Mikrotik Firewall newbie

AZ81 · October 22, 2019, 9:14am

Hello,

I’ve just set up my first MikroTik and everything works fine. I have also set up pppoe, dhcp & different networks, all is OK and works.
But then I came across a small issue and still haven’t found a solution, neither here on the forum. But I believe it’s a trivial one. I cannot make the filter rules to work and just don’t know why. For example, I want one network to access tcp/8443, but not the second one. Everything else should be dropped.

chain=forward action=accept protocol=tcp src-addres=192.168.10.0/24 src-port=“” dst-port=21,53,80,443,8443
chain=forward action=accept protocol=tcp src-addres=192.168.11.0/24 src-port=“” dst-port=21,53,80,443

;;; Packets ACCEPT
chain=forward action=accept connection-state=established,related,new log=no log-prefix=“”

;;; Packets DROP
chain=forward actoion=drop connection-state=invalid

;;; Drop ANY
chain=forward action=drop

But If I remove the “Packets ACCEPT” rule, nothing works (I have to mention that other input, output, DNS, DHCP rules are above these and are fine).

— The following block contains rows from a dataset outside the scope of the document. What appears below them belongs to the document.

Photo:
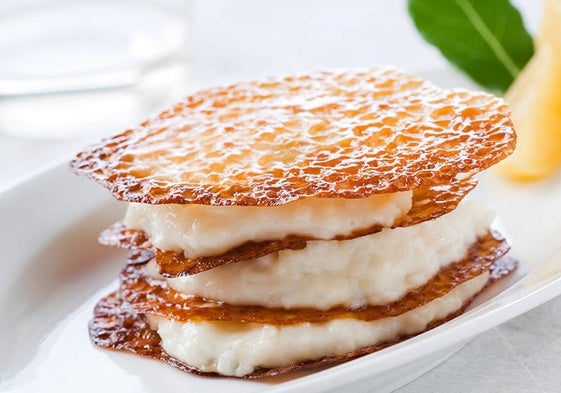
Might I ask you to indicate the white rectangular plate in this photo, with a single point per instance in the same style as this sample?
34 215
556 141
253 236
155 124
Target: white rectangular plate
53 272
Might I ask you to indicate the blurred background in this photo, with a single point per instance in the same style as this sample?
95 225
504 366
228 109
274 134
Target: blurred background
73 71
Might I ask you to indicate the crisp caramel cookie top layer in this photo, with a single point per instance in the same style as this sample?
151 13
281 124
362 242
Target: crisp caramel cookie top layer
344 134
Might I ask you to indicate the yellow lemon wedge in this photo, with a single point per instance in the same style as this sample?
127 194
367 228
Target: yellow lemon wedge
535 100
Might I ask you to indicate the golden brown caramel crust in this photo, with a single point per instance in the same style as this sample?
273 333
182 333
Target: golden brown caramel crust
147 296
345 134
427 204
116 325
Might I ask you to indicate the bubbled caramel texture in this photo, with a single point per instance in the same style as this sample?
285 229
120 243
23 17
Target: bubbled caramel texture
344 134
119 324
146 295
427 204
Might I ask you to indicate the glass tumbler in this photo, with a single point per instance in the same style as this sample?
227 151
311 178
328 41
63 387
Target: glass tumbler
75 67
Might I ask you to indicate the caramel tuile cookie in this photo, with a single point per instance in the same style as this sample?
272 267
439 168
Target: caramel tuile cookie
331 134
427 204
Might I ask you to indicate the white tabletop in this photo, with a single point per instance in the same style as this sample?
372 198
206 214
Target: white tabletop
247 39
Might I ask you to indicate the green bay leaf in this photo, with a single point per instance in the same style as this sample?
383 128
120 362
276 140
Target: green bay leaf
484 38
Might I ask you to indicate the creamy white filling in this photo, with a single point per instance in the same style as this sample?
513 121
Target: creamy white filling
201 230
373 269
238 349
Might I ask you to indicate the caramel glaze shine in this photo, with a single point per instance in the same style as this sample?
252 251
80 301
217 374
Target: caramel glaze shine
119 322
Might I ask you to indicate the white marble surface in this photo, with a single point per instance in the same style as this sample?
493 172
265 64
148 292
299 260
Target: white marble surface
250 38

It doesn’t work either if I add the in-interface
chain=forward action=accept protocol=tcp src-addres=192.168.10.0/24 in-interface=Bridge-VLAN10 src-port=“” dst-port=21,53,80,443,8443
chain=forward action=accept protocol=tcp src-addres=192.168.11.0/24 in-interface=Bridge-VLAN11 src-port=“” dst-port=21,53,80,443

It doesn’t work either i I add the connection-state to a specific rule, for example:
chain=forward action=accept connection-state=established,related,new connection-nat-state=“” protocol=tcp src-address=192.168.10.0/24 in-interface=Bridge-VLAN10 src-port=“” dst port=21,53,80,443,8443 log=yes log-prefix=“”

What am I missing?

I am used to other firewalls and usually I have set up the way “source-address / source-port > destination-address / destination-port > protocol > accept/drop”. So I cannot figure out what shall I do on my MikroTik.

Thanks!

mkx · October 22, 2019, 10:14am

Don’t set src-port to empty string, omit this setting altogether.
Mising setting is wildcard, empty setting is not.

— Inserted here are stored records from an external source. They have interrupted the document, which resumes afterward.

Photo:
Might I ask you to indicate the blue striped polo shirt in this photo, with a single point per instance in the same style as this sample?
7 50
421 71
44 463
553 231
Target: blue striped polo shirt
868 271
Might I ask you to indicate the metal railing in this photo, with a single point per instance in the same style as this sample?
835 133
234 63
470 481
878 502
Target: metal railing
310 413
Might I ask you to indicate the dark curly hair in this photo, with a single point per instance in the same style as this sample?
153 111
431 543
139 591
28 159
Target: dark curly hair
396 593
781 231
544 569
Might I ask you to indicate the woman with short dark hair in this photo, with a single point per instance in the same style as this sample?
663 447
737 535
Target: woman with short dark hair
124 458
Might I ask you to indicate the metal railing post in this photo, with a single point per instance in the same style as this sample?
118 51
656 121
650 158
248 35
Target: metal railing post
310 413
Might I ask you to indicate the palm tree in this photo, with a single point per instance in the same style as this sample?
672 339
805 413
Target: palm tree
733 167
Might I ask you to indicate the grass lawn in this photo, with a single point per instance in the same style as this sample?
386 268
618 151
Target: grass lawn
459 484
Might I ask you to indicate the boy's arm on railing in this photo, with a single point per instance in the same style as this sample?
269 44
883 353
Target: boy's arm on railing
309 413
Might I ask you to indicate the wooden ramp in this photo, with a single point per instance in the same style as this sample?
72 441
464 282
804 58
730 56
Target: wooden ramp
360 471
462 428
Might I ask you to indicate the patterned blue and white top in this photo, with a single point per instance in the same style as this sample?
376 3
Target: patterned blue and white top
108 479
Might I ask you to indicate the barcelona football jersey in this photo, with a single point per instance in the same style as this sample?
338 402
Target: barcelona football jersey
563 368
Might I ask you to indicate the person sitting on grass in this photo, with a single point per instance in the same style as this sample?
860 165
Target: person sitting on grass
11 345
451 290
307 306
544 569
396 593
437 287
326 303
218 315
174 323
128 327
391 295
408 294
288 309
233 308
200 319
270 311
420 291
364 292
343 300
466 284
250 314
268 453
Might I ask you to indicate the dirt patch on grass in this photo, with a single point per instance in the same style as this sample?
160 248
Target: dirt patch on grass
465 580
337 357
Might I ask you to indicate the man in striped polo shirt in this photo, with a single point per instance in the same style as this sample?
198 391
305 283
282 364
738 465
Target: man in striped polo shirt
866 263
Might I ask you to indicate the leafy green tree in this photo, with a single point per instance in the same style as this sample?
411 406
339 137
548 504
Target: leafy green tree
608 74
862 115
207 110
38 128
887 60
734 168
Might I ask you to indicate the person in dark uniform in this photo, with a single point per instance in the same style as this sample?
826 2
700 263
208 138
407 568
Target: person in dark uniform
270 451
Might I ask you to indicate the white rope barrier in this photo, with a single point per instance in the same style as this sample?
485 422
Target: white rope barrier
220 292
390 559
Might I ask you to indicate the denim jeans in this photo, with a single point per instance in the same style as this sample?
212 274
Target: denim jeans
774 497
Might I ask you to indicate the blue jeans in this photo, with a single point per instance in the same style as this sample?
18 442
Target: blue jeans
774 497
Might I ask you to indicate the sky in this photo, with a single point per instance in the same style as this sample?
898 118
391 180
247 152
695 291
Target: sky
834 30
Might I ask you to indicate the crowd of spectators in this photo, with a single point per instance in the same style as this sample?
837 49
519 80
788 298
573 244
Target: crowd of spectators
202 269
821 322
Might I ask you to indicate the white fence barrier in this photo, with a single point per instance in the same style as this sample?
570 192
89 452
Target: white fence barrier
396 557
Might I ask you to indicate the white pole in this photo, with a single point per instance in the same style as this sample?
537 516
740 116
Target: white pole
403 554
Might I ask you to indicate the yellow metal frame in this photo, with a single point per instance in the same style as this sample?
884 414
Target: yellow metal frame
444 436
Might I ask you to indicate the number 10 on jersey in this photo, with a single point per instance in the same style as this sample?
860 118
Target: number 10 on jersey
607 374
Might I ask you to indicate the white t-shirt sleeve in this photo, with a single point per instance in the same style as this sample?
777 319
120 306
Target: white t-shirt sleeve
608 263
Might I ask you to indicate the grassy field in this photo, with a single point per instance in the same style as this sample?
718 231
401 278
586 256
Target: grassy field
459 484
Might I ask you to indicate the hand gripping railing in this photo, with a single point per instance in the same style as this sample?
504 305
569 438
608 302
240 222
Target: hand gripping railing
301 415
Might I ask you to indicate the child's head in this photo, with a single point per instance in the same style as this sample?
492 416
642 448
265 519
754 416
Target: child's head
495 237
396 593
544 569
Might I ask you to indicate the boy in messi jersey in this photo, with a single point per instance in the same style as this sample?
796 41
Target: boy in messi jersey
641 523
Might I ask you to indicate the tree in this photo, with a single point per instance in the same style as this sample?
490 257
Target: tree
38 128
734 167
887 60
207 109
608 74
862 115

AZ81 · October 22, 2019, 10:47am

Hey,

Thanks a lot for the tip! I corrected it, yet the issue persists.
Any other ideas how to drop all the traffic from a subnet except for the one explicitly allowed with filter rules?

Sob · October 22, 2019, 11:48am

Your “Packets ACCEPT” rule is wrong, it must not include “new”. As it is now, it’s useless, because it allows everything.

What you really want is (in this order):

/ip firewall filter
add chain=forward action=accept connection-state=established,related,untracked
add chain=forward action=drop connection-state=invalid
...
<other rule(s) to allow access from LAN to internet, and whatever else should be allowed>
...
add chain=forward action=accept connection-nat-state=dstnat comment="allow forwarded ports, if you have any"
add chain=forward action=accept protocol=tcp src-addres=192.168.10.0/24 dst-port=21,53,80,443,8443
add chain=forward action=accept protocol=tcp src-addres=192.168.11.0/24 dst-port=21,53,80,443
add chain=forward action=drop

AZ81 · October 22, 2019, 12:27pm

Hi Sob,

Thanks for your precious help, now it works.
I had to move the “packets rules” above the “src.address rules”, remove the “new” connection state as you suggested and everything works as expected.